How to Write

SPOILER WARNING – Despite the title, this isn’t really about how to write.


SPOILER WARNING – Despite the title, this isn’t really about how to write.

Bear with me a moment while I explain how I came to the idea for this post. Earlier today, due to some hacking attempts that I’d need a greater knowledge of computers to understand, Twitter and a bunch of other sites were taken off-line. (Twitter being the one I actually use, hence it gets first billing). That and a couple of recent things at work pointed out who reliant we are on computers and other tech. Not a terribly unique notion I’ll grant you, but sometimes you take things so much for granted that they become like background noise.

So what does this have to do with writing? Well, for me it’s more a question of the means you use to write. I remember talking once or twice before about the choice between writing by hand and writing on computer (or tablet, or phone). I don’t think I ever stated a preference for one over the other, I’m not even sure I have a preference. But there are certain benefits (for me) to each.

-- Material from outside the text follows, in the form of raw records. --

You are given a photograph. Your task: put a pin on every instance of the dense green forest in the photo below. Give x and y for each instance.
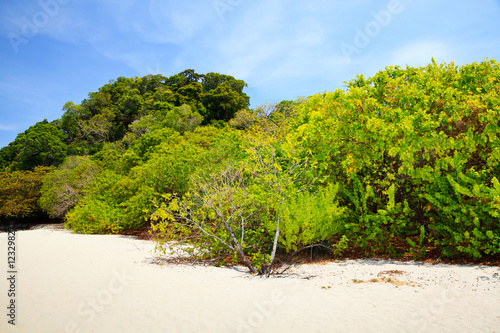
(398, 163)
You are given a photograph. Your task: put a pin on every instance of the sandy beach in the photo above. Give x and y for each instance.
(100, 283)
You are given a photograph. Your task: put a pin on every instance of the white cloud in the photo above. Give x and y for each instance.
(419, 53)
(7, 128)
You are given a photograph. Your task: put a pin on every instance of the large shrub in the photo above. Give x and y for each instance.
(417, 152)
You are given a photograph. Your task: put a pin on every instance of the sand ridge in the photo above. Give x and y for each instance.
(109, 283)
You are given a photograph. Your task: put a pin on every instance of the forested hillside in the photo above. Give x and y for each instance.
(398, 163)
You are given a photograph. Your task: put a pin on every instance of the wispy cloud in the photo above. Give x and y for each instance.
(420, 52)
(7, 128)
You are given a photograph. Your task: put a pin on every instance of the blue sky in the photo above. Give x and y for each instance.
(55, 51)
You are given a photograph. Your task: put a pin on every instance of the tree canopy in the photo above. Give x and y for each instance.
(397, 164)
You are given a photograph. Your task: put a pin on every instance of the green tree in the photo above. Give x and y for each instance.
(40, 145)
(20, 191)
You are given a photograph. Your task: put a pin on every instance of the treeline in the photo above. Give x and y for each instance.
(398, 163)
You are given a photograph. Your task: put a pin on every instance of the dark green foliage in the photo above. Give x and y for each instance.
(20, 191)
(40, 145)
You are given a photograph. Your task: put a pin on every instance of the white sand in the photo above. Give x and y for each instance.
(83, 283)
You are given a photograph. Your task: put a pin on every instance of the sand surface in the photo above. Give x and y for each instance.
(87, 283)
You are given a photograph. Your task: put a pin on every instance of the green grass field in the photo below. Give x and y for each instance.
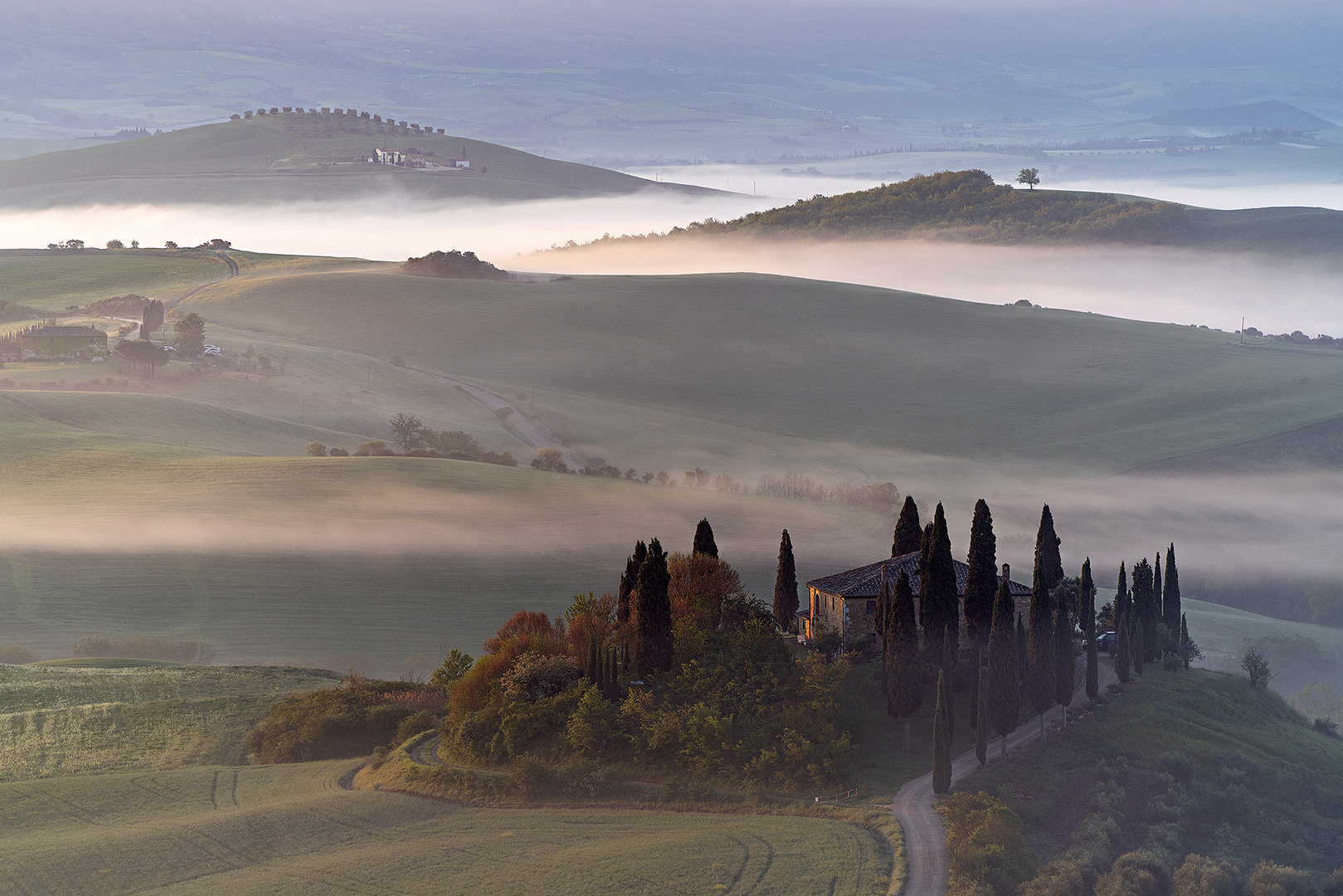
(152, 496)
(294, 158)
(1204, 716)
(109, 715)
(292, 829)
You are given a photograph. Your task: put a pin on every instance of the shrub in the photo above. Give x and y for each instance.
(1138, 874)
(414, 724)
(375, 448)
(1271, 879)
(1199, 876)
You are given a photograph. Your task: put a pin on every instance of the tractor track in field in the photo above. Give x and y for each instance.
(926, 840)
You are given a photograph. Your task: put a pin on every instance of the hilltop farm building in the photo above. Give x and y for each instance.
(62, 342)
(846, 602)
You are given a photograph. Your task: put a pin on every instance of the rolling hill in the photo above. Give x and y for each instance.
(297, 156)
(119, 528)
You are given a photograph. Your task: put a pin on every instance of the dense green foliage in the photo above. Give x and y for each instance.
(967, 204)
(735, 707)
(344, 722)
(1195, 763)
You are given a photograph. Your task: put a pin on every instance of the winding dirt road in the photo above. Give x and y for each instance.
(926, 841)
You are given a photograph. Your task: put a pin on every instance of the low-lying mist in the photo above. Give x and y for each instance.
(1156, 284)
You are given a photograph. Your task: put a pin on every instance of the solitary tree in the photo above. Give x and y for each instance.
(1256, 666)
(190, 334)
(1087, 606)
(1171, 611)
(942, 738)
(904, 680)
(704, 542)
(1004, 685)
(982, 578)
(653, 614)
(785, 586)
(407, 431)
(908, 533)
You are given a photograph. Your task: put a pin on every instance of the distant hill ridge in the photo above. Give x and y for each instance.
(301, 156)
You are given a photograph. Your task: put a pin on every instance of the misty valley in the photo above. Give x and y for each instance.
(889, 450)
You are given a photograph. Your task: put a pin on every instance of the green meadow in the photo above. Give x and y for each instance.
(293, 829)
(184, 507)
(309, 156)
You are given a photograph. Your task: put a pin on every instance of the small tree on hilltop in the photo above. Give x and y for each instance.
(549, 460)
(407, 431)
(786, 586)
(704, 542)
(908, 533)
(1256, 666)
(190, 334)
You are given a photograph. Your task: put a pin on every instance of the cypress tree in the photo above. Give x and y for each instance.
(1041, 674)
(1122, 649)
(1123, 601)
(1087, 603)
(653, 614)
(1145, 614)
(704, 542)
(942, 738)
(1004, 672)
(939, 601)
(629, 582)
(1049, 563)
(1185, 642)
(982, 577)
(1065, 681)
(785, 585)
(908, 533)
(904, 680)
(1170, 609)
(1156, 592)
(1135, 640)
(982, 711)
(1022, 657)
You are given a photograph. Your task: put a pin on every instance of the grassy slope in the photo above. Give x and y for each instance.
(1204, 715)
(290, 158)
(872, 370)
(58, 720)
(290, 829)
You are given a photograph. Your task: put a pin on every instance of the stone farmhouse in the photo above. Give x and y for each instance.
(846, 602)
(62, 342)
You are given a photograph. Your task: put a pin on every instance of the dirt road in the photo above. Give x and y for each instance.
(926, 841)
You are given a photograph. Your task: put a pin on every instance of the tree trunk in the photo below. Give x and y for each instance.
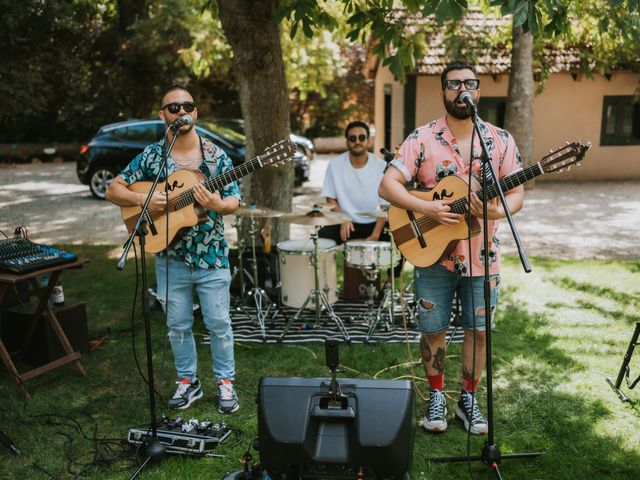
(251, 29)
(519, 112)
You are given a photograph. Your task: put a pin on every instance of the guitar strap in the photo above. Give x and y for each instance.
(419, 162)
(212, 165)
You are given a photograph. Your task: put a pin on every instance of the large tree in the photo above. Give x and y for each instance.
(254, 35)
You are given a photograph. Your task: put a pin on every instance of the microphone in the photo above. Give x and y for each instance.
(468, 100)
(183, 120)
(6, 441)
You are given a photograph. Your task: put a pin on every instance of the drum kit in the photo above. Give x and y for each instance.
(307, 267)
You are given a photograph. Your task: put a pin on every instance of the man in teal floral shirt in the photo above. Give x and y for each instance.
(198, 260)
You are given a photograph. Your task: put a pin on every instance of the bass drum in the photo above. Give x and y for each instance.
(297, 277)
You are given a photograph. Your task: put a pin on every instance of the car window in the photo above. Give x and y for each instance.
(226, 132)
(143, 133)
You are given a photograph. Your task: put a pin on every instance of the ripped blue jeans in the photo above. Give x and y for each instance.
(212, 287)
(435, 287)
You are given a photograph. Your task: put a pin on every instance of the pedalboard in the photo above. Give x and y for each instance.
(184, 437)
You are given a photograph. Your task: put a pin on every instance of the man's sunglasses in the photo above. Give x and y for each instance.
(352, 138)
(175, 107)
(469, 84)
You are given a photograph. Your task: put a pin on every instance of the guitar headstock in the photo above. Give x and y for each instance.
(277, 153)
(564, 157)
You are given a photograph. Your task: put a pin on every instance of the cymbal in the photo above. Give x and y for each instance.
(374, 213)
(316, 218)
(254, 210)
(311, 206)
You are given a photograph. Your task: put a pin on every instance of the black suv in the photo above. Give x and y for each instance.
(116, 144)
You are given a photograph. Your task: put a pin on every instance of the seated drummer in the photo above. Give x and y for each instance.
(351, 186)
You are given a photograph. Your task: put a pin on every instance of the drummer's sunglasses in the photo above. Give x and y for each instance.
(352, 138)
(175, 107)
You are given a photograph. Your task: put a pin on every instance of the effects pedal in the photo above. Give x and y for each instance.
(186, 437)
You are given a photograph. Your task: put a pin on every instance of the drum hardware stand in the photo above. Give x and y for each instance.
(259, 296)
(240, 270)
(387, 304)
(318, 296)
(624, 368)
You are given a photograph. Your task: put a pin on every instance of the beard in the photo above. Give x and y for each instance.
(461, 113)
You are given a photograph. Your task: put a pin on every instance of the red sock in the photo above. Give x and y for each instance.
(470, 385)
(436, 382)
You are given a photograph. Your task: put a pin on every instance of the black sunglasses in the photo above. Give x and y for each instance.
(352, 138)
(469, 84)
(175, 107)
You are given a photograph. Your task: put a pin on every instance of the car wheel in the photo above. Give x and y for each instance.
(99, 181)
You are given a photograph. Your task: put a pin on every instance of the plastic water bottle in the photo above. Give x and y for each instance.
(57, 295)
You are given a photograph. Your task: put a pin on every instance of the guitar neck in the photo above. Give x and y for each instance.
(508, 183)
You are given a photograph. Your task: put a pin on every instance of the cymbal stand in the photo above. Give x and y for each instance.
(240, 270)
(259, 296)
(318, 296)
(387, 304)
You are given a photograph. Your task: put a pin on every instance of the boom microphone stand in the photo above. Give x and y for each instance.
(490, 453)
(154, 449)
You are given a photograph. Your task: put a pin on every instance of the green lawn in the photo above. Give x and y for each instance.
(560, 331)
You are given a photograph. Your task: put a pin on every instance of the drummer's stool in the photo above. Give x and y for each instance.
(356, 283)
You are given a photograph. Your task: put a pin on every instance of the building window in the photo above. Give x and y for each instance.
(620, 121)
(491, 109)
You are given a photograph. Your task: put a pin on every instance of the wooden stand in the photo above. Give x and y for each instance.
(42, 293)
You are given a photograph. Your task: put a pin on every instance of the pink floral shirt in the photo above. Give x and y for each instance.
(434, 149)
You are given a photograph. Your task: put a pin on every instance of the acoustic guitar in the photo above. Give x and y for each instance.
(184, 212)
(424, 241)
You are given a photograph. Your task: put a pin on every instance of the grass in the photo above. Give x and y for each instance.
(560, 331)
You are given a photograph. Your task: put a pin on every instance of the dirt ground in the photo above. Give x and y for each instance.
(559, 220)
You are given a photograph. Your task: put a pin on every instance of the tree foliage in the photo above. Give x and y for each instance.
(400, 44)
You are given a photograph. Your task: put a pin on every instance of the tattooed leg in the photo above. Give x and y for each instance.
(468, 382)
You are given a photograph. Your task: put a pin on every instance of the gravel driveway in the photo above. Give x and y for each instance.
(559, 220)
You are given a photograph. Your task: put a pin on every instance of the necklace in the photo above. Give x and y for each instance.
(185, 164)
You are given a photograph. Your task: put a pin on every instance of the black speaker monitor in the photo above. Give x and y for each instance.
(301, 427)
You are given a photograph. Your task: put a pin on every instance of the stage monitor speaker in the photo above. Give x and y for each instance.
(303, 431)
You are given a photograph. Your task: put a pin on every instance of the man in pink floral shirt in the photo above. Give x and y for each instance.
(449, 146)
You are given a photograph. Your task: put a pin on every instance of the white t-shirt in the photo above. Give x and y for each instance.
(355, 189)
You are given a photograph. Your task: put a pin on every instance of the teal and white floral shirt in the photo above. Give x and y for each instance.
(204, 245)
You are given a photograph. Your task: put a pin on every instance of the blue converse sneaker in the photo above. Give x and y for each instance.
(186, 394)
(436, 418)
(227, 398)
(468, 411)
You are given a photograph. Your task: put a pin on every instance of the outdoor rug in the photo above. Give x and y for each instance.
(305, 330)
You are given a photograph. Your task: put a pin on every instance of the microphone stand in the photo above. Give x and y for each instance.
(491, 453)
(154, 449)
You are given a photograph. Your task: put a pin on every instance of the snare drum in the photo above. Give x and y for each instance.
(369, 254)
(297, 274)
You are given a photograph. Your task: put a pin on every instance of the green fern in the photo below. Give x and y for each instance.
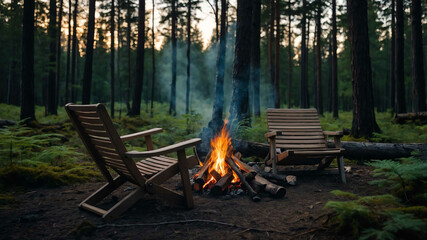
(406, 179)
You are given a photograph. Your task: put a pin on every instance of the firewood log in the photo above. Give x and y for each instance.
(289, 179)
(255, 197)
(221, 186)
(275, 190)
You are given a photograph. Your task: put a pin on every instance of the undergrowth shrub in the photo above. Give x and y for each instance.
(386, 216)
(407, 178)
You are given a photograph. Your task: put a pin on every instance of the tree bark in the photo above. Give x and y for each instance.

Writing by hand feels more immediate and often means I get a greater amount of continuous writing done. It also means there is a permanent (barring flood, fire or other misadventure) and tangible copy of the work. On the other hand, it does take up paper.

e-writing (Is that a word? It is now.) means it’s easier to have multiple drafts and back-ups, just in case of the aforesaid misadventure. It’s also a lot easier to track my daily word count on a word.doc than it is on a written page. If you’ve read any of my goal posts, you’ll know this is a fairly common desire for me. I tend to find revising easier.

I might have been a little less than truthful saying I don’t have a preference. What seems to work for me is to do a first draft by hand, then type it up and do the subsequent revisions on the computer. So that’s what I’m tending to do, at least for now.